Professor Sean Burrows
Oregon State University
2:00PM in the OCO Conference Room – 240 Willamette
“Creative Spectrochemical Biosensing and Techniques to Improve Resolution for
Two-Photon Luminescence Applications”
Abstract:
Translational and clinical research requires sensitive sensors capable of high spectral resolution to observe the multitude of biomarkers describing biological systems. Biomarkers are molecules in biological systems that regulate or indicate the behavior of the biological system. Small ligonucleotides called messenger RNA (mRNA) and microRNA (miRNA) are a class of biomarkers that regulate protein expression and ultimately cell behavior. Typically tissues express these RNA heterogeneously at concentrations in the femtomolar to nanomolar range. Often the sensitivity of most commercially available in situ biosensors for tissue or cellular applications suffers from false signals and poor spectral resolution. False signals are due to nuclease and other forms of biosensor degradation. This puts a limit on the sensitivity of these techniques. To address this problem we have designed an innovative biosensor that aims to reduce false signals and improve sensitivity by forcing dyes together. Our reporter-probe displacement biosensor for miRNA analysis uses a self-complementary reporter for signal change. As a model system we used a medically relevant miRNA, Lethal-7a (Let7a), for proof-of-principle studies. The
speed, selectivity, sensitivity, and extent of false signals using our reporter-probe displacement biosensor will be discussed. False positive signals from nuclease degradation were reduced by at least 16 % points compared to molecular beacons. Preliminary data suggests picomolar limits of detection are obtainable. We will also present studies to improve sensor performance in terms of two-photon induced Förster Resonance Energy Transfer (FRET) enhancement and the effect of spacer length and orientation on the FRET enhancement.
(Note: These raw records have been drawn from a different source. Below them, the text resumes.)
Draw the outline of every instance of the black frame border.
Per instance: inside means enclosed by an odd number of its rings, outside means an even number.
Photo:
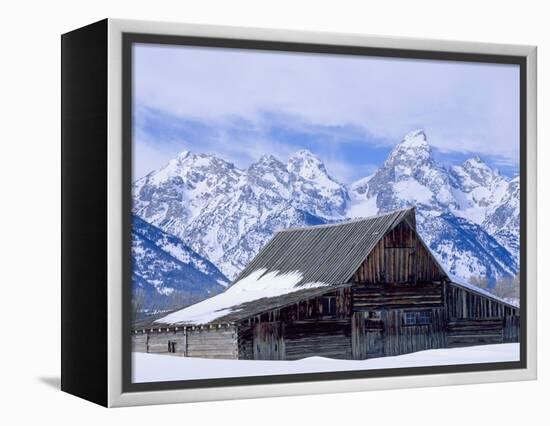
[[[396,41],[398,44],[399,41]],[[132,207],[132,141],[133,141],[133,58],[134,44],[160,44],[244,50],[267,50],[304,54],[371,56],[395,59],[458,61],[518,65],[520,68],[520,360],[496,363],[459,364],[426,367],[353,370],[342,372],[296,373],[217,379],[175,380],[132,383],[131,353],[131,207]],[[527,58],[526,56],[462,53],[434,50],[412,50],[367,46],[329,45],[216,37],[176,36],[161,34],[122,34],[122,391],[144,392],[214,387],[303,383],[327,380],[353,380],[396,376],[453,374],[527,368]]]

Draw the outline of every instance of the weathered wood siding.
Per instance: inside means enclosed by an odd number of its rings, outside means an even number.
[[[406,313],[430,313],[429,324],[407,325]],[[354,359],[402,355],[446,346],[446,322],[443,307],[411,310],[379,311],[378,319],[368,312],[355,312],[352,318],[352,350]]]
[[[519,342],[519,309],[445,284],[449,347]]]
[[[144,338],[145,337],[145,338]],[[180,328],[175,329],[153,329],[147,333],[134,333],[133,341],[135,341],[136,352],[148,353],[170,353],[170,355],[185,355],[185,331]],[[173,343],[175,352],[169,352],[168,344]]]
[[[254,327],[255,325],[241,325],[237,329],[239,359],[254,359]]]
[[[374,247],[355,273],[356,283],[416,283],[439,281],[443,272],[416,233],[402,222]]]
[[[195,328],[187,333],[187,356],[197,358],[237,359],[237,330],[234,326],[222,328]]]
[[[443,306],[442,283],[376,284],[352,287],[353,311]]]
[[[433,308],[430,324],[406,325],[406,312],[410,309],[394,309],[382,312],[384,322],[384,355],[394,356],[446,346],[445,309]]]
[[[447,346],[456,348],[503,343],[503,321],[503,318],[451,320],[447,324]]]
[[[332,298],[334,312],[323,310]],[[343,288],[249,318],[238,327],[239,359],[351,357],[351,289]]]
[[[149,335],[145,332],[136,331],[132,333],[132,352],[147,352],[147,341]]]
[[[139,330],[132,333],[132,351],[235,359],[237,332],[233,326]]]
[[[284,324],[285,357],[351,359],[351,323],[347,320],[296,321]]]

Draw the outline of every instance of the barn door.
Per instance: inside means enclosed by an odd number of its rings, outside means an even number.
[[[277,322],[256,324],[254,327],[254,359],[284,359],[281,324]]]
[[[365,340],[367,358],[378,358],[385,355],[384,321],[380,311],[369,311],[365,321]]]

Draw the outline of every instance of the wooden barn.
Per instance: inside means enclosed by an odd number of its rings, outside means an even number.
[[[278,232],[224,293],[132,331],[179,356],[366,359],[519,341],[519,308],[453,282],[415,210]]]

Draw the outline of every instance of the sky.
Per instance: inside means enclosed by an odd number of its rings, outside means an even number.
[[[246,168],[309,149],[342,183],[424,129],[446,165],[519,170],[519,67],[136,44],[134,178],[183,150]]]

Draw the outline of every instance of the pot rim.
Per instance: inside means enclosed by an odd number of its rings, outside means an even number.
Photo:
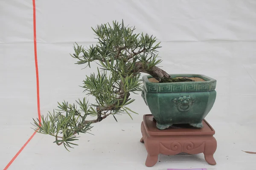
[[[151,82],[148,79],[153,78],[150,75],[143,76],[144,88],[148,92],[153,93],[169,93],[193,91],[209,91],[215,90],[217,81],[203,74],[171,74],[172,77],[199,77],[205,81],[198,82],[183,82],[159,83]]]

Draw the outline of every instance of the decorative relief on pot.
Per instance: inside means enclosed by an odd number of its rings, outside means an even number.
[[[183,112],[190,110],[195,100],[195,99],[193,99],[190,96],[182,96],[178,98],[173,99],[172,102],[177,107],[178,110]]]

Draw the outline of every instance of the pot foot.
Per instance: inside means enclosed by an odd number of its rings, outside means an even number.
[[[169,128],[170,126],[171,126],[172,125],[169,124],[169,125],[161,125],[159,124],[157,122],[157,128],[158,129],[160,129],[160,130],[163,130],[168,128]]]
[[[202,128],[204,127],[204,125],[203,125],[203,123],[202,123],[202,122],[201,123],[189,123],[189,125],[190,126],[192,126],[194,128]]]

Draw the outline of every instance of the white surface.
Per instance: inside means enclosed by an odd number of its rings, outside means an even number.
[[[217,79],[216,100],[206,118],[216,131],[217,165],[199,154],[160,156],[161,162],[146,167],[140,124],[149,111],[139,95],[133,121],[123,115],[118,123],[110,117],[95,124],[95,135],[82,135],[71,153],[36,134],[9,169],[255,169],[256,155],[241,150],[256,150],[256,1],[48,0],[36,6],[41,114],[57,102],[84,96],[79,86],[96,68],[73,64],[73,43],[93,43],[91,26],[123,19],[162,42],[160,66],[169,73]],[[0,168],[32,134],[30,122],[38,115],[32,12],[32,0],[0,1]]]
The ability to simultaneously analyze multiple fluorescent markers that cannot be spatially resolved remains a challenging area in spectroscopy. While multi-color analysis is possible when colors are spatially separated, the broad spectral profile inherent to fluorescence limits the ability to isolate colors that cannot be spatially separated. As a result a mixing of colors limits the number of dyes that can be simultaneously detected from the same focal volume. Synchronous scanning luminescence (SSL) improves multi- color detection by simultaneously scanning the excitation and emission wavelengths at a defined wavelength offset. The wavelength offset is responsible for SSL peak position and peak width. The benefit of this method is reduced peak-width, allowing for multiple dyes to be interrogated simultaneously by significantly reducing mixing of colors. The proof of concept for multicomponent SSL was demonstrated by Vo-Dinh in the late 1970’s. To date, SSL has found many uses in multicomponent chemical analysis, but to the best of our knowledge two-photon SSL has yet to be explored. We will present the use of a tunable excitation source in conjunction with tunable thin-film filters to achieve two-photon induced SSL. The thin-film tunable filters control emission bandwidth, peak wavelength of emission, and contribute to the SSL peak width. The two-photon excitation spectrum of Rhodamine B without SSL has a bandwidth of about 90 nm broad. We will show that SSL reduces the bandwidth to about 52 nm. Future studies will use multiple dyes to demonstrate potential for multiplex detection with two-photon synchronous scanning excitation-luminescence.